The Special Window for Affordable & Mid-Income Housing (SWAMIH) under the Government of India recently marked a significant milestone by completing its initial residential project. The said project, Rivali Park, situated in suburban Mumbai, received the distinction of being the first housing project in the country to be funded through the SWAMIH Fund.
SWAMIH Fund: Understanding Its Role and Function
The SWAMIH Fund is a government-backed financial reservoir established as a Category-II AIF (Alternative Investment Fund). It’s a debt fund registered with the Securities and Exchange Board of India (SEBI), launched in 2019. The primary objective of creating this investment fund was to complete the construction of stalled housing projects registered with RERA. These are affordable and mid-income category projects, stuck due to shortage of funds.
The Investment Manager of the SWAMIH Fund is SBICAP Ventures, a wholly-owned subsidiary of SBI Capital Markets, which in turn, is a wholly-owned subsidiary of the State Bank of India. The Secretary, Department of Economic Affairs, Ministry of Finance, sponsors the fund, representing the Indian government.
RERA: A Regulatory Initiative Targeting Real Estate Sector
The Real Estate (Regulation and Development) Act, commonly known as RERA, was passed by the Parliament in 2016 and came into effect on May 1, 2017. RERA is aimed at establishing a regulatory authority in each state to oversee the real estate sector. It also serves as an adjudicating body that fast-tracks dispute resolution. The Act intends to protect home-buyers and stimulate investment in real estate by promoting efficiency and transparency in real estate transactions.
Alternative Investment Fund: A Private Investment Vehicle
An Alternative Investment Fund (AIF) is defined as a privately pooled investment vehicle collecting funds from sophisticated investors, both Indian and foreign, for investment according to a defined policy that benefits its investors. AIFs can be formed through a company or a Limited Liability Partnership (LLP). However, they exclude funds managed by the SEBI (Mutual Funds) Regulations, 1996, SEBI (Collective Investment Schemes) Regulations, 1999, and any other SEBI regulation. Family trusts, employee welfare trusts, and gratuity trusts also fall outside its purview.
Classification of AIFs: Categories I, II, and III
Category-I AIFs invest in businesses with high growth potential such as StartUps and Small and Medium Enterprises. These ventures positively impact the economy by creating jobs and enhancing output. Infrastructure Funds, Angel Funds, Venture Capital Funds, and Social Venture Funds are included in this category.

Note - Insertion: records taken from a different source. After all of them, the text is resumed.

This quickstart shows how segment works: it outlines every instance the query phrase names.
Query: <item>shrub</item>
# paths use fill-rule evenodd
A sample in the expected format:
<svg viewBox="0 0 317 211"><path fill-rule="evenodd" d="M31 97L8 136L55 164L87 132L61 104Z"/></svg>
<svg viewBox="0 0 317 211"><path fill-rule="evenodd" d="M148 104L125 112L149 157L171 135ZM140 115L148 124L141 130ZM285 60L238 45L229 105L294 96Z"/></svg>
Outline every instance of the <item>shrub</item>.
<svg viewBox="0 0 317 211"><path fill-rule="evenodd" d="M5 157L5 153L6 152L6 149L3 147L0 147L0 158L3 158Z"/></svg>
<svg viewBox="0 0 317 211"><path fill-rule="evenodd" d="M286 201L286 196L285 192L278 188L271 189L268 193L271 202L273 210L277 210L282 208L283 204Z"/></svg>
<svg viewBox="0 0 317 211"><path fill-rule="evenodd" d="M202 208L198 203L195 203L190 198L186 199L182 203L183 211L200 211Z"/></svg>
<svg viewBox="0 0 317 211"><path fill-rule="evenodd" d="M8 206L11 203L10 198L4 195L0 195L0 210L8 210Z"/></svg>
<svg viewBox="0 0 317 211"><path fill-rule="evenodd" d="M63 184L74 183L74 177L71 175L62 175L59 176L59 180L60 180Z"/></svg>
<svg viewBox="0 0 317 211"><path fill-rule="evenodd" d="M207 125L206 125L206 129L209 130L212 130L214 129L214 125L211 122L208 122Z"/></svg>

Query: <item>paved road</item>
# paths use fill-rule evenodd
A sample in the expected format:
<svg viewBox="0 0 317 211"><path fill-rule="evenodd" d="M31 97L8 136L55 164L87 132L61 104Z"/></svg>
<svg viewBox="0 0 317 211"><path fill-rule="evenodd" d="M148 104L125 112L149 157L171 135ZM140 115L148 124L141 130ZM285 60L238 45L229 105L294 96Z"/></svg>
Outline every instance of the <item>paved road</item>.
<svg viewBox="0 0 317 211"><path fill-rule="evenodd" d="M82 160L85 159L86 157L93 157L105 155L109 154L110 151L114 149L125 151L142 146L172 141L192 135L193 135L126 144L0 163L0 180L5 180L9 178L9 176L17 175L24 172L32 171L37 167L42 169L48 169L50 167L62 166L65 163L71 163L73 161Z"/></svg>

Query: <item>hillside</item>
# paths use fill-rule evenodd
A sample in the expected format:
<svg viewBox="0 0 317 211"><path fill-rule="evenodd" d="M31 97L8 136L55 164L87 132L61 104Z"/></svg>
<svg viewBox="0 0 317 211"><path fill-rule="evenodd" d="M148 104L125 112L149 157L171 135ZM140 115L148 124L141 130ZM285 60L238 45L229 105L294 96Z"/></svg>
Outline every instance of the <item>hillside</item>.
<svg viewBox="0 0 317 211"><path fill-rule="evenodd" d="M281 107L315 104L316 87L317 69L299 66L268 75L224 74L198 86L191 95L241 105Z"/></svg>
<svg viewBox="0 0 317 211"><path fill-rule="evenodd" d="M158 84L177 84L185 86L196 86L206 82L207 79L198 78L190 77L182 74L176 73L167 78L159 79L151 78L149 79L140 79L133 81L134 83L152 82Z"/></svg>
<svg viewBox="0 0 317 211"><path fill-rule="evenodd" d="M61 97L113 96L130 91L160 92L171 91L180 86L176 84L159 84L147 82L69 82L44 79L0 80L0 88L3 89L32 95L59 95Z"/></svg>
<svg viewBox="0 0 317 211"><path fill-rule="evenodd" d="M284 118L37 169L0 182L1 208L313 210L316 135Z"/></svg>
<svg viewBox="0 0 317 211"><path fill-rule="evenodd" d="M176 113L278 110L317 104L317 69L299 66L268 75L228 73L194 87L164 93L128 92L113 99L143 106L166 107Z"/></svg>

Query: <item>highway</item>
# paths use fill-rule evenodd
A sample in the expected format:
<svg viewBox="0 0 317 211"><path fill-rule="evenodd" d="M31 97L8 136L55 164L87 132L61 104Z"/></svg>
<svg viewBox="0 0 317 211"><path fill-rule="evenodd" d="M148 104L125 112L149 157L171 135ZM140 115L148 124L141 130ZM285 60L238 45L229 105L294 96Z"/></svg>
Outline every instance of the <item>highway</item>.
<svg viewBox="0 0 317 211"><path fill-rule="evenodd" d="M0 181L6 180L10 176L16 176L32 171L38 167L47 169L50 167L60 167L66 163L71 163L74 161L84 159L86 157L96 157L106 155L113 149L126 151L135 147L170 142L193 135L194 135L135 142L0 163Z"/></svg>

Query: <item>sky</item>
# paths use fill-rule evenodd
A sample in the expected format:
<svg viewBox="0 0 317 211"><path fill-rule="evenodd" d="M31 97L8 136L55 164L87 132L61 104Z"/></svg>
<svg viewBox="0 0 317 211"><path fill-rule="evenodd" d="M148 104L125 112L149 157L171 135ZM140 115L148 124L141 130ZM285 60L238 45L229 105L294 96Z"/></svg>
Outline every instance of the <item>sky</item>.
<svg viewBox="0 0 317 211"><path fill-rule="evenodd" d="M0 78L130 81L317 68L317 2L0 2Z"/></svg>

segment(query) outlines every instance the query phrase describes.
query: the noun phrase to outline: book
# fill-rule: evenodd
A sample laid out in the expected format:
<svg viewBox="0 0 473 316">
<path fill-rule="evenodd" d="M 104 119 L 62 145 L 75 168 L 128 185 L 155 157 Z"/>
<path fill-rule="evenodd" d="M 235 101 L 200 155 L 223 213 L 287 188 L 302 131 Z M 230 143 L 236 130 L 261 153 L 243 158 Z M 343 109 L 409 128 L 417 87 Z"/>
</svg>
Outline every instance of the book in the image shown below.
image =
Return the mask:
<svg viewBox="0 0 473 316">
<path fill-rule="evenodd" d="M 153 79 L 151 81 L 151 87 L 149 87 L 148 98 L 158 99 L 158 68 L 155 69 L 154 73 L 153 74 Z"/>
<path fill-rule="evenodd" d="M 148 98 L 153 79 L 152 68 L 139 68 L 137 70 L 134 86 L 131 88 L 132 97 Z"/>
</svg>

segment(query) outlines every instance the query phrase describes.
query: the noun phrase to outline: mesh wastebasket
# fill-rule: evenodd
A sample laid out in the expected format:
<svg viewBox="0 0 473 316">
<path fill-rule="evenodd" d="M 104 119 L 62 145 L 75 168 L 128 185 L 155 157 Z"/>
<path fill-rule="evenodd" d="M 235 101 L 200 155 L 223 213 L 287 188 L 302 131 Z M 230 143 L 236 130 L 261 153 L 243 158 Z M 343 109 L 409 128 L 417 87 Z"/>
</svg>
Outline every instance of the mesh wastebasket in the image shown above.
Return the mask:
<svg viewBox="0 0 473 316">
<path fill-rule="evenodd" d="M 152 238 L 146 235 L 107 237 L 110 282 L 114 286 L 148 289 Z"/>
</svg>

Investments in equity securities and debt securities fall under Category-II AIFs—those not already under Category I and III. The government does not offer any concessions for investments made in Category II AIFs. Real Estate Funds, Debt Fund, and Private Equity Funds are examples of this category.
Lastly, Category-III AIFs are quick-return funds employing complex and diverse trading strategies to reach their objectives. Hedge Funds and Private Investment in Public Equity Funds belong to this category, for which the government does not provide specific concessions or incentives.